OntologySnapshot records one complete GO OBO release, versioned by the obo_version string from the OBO file header. The unique constraint on obo_version makes repeated imports idempotent. GOTerm stores one row per term per snapshot; GOTermRelationship stores the directed edges of the GO DAG with their relation types (is_a, part_of, regulates, etc.). The /annotations/snapshots/{id}/subgraph endpoint uses BFS over these edges to return ancestor subgraphs for a given set of GO term IDs.

class protea.infrastructure.orm.models.annotation.ontology_snapshot.OntologySnapshot(**kwargs)

Bases: Base

One row per loaded go.obo file.

obo_version is extracted from the data-version: header of the OBO file (e.g. releases/2024-01-17). obo_url is the URL from which the file was downloaded, providing full provenance.
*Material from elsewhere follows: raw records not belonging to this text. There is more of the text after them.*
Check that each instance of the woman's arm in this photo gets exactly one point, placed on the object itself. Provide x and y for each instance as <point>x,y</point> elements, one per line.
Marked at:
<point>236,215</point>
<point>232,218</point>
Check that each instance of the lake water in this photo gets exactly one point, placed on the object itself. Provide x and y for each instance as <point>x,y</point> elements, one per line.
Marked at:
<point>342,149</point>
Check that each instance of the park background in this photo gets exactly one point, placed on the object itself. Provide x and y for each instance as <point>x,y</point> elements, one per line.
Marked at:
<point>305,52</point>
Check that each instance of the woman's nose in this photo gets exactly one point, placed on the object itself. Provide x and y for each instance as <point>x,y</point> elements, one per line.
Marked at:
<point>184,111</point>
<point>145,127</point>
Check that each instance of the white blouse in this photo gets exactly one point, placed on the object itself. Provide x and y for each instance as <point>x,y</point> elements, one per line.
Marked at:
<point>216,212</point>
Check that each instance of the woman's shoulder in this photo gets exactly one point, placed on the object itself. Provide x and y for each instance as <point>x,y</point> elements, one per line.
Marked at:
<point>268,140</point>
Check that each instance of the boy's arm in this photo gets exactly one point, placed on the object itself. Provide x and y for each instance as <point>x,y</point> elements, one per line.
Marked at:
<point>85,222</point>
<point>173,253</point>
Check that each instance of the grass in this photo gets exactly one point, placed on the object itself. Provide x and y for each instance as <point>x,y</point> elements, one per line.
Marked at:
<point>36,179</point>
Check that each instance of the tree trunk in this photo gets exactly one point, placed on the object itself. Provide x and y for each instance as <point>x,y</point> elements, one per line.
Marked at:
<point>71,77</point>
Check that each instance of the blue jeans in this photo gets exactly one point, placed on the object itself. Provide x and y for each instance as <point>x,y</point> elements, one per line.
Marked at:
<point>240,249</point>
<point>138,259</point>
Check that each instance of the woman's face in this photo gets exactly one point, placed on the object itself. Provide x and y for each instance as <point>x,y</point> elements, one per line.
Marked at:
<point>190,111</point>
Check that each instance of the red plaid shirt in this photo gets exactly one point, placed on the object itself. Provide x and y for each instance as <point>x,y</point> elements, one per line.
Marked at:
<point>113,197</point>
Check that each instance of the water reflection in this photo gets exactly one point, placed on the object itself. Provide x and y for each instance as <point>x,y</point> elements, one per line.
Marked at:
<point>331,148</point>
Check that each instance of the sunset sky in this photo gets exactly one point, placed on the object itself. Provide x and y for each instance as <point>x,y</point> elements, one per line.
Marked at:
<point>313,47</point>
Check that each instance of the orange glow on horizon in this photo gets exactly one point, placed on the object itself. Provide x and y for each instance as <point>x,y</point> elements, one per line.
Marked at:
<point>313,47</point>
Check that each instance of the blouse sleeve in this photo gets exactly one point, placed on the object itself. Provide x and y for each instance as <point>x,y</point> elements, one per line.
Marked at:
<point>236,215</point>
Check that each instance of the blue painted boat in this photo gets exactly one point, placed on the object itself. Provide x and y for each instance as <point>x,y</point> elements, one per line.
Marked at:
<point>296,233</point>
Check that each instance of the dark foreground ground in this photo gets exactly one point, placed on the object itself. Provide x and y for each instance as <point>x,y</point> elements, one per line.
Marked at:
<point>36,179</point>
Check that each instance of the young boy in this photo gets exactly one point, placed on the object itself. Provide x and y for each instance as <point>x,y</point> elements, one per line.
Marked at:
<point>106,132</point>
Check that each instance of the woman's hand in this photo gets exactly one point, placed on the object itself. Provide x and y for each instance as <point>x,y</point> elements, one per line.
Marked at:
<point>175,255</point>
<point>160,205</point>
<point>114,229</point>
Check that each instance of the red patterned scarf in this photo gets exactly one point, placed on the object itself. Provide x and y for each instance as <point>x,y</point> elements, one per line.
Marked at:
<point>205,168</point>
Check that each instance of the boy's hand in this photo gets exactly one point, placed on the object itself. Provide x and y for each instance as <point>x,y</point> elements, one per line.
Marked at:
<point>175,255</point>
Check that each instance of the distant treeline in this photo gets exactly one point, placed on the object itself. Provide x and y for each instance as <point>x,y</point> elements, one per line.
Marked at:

Multiple AnnotationSet rows can reference the same snapshot when they were built against the same ontology release.

annotation_sets: Mapped[list[AnnotationSet]]
go_terms: Mapped[list[GOTerm]]
id: Mapped[uuid.UUID]
loaded_at: Mapped[datetime]
obo_url: Mapped[str]
obo_version: Mapped[str]
class protea.infrastructure.orm.models.annotation.go_term.GOTerm(**kwargs)

Bases: Base

One row per GO term per ontology snapshot.

GO terms are scoped to an OntologySnapshot so that the meaning of a term at a specific ontology release is preserved. (go_id, ontology_snapshot_id) is unique — the same GO:XXXXXXX can exist in multiple snapshots with potentially different names or definitions.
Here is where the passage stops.